Business

Canon shares dip after it lowers its earnings forecast

  • 26 July 2012
  • From the section Business
Models holding latest Canon cameras
Canon has been launching new models in a a bid to boost its sales

Shares in the Japanese camera and office equipment maker Canon have fallen after the firm cut its earnings forecast for this financial year.

Its shares dropped as much as 14% on the Tokyo Stock Exchange.

On Wednesday, the company predicted a net profit of 250bn yen ($3.2bn; £2bn) for the full year, down from its earlier projection of 290bn yen.

Canon, which relies on overseas sales for as much as 80% of its earnings, has been hurt by slowing global demand.

The firm reported that it made a net profit of 51.7bn yen in the three months to the end of June, a 4% drop from the same period last year.

'Clearly disappointed'

Japanese exporters have been hit by the slowdown in the global economy, especially the debt crisis in the eurozone, which has seen demand for Japanese goods dip.

To add to their woes, the yen continues to remain strong, making their goods expensive for foreign buyers.

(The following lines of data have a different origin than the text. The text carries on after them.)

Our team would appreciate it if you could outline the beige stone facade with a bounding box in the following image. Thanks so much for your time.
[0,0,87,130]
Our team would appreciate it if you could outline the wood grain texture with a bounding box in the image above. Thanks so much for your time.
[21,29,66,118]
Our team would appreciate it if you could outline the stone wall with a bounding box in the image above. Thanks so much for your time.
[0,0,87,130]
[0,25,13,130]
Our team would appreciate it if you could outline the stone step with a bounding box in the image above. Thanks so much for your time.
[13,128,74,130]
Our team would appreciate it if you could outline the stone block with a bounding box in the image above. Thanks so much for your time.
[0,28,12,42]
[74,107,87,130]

The Japanese currency hit an 11-year high of 94.32 yen against the euro earlier this week, up from 123 yen in April last year.

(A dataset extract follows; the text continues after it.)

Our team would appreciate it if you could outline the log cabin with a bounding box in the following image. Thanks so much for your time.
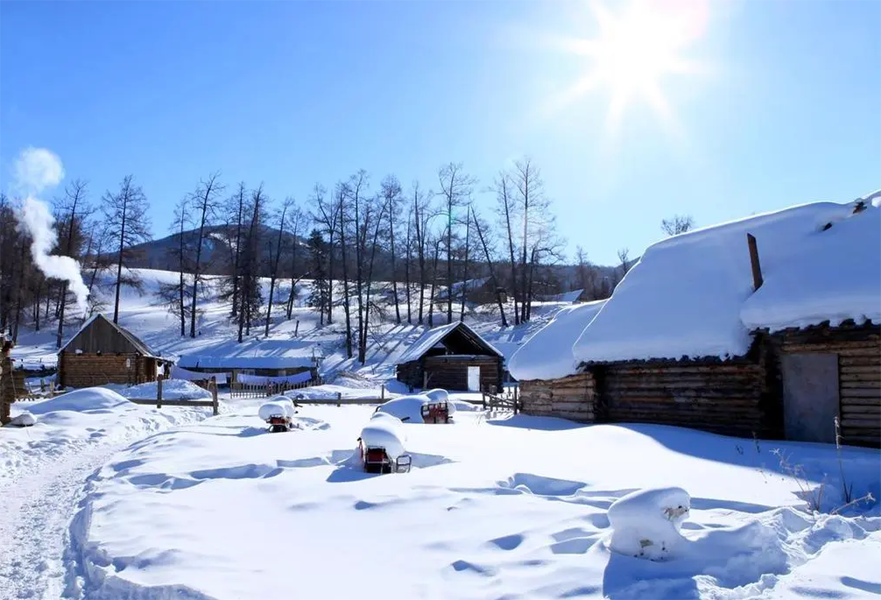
[512,199,881,446]
[396,322,504,393]
[58,313,167,387]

It has been trading close to 79 yen against the US dollar in recent months, up from 85 yen in April 2011.

Analysts said that Canon's latest earnings suggested that Japanese firms were finding it tough to sustain growth amid slowing demand and a strong yen.

"I think there were vague hopes that companies like Canon might be able to keep the profit outlook steady even under this environment," said Takashi Oba, a senior strategist at Okasan Securities.

"The market was clearly disappointed."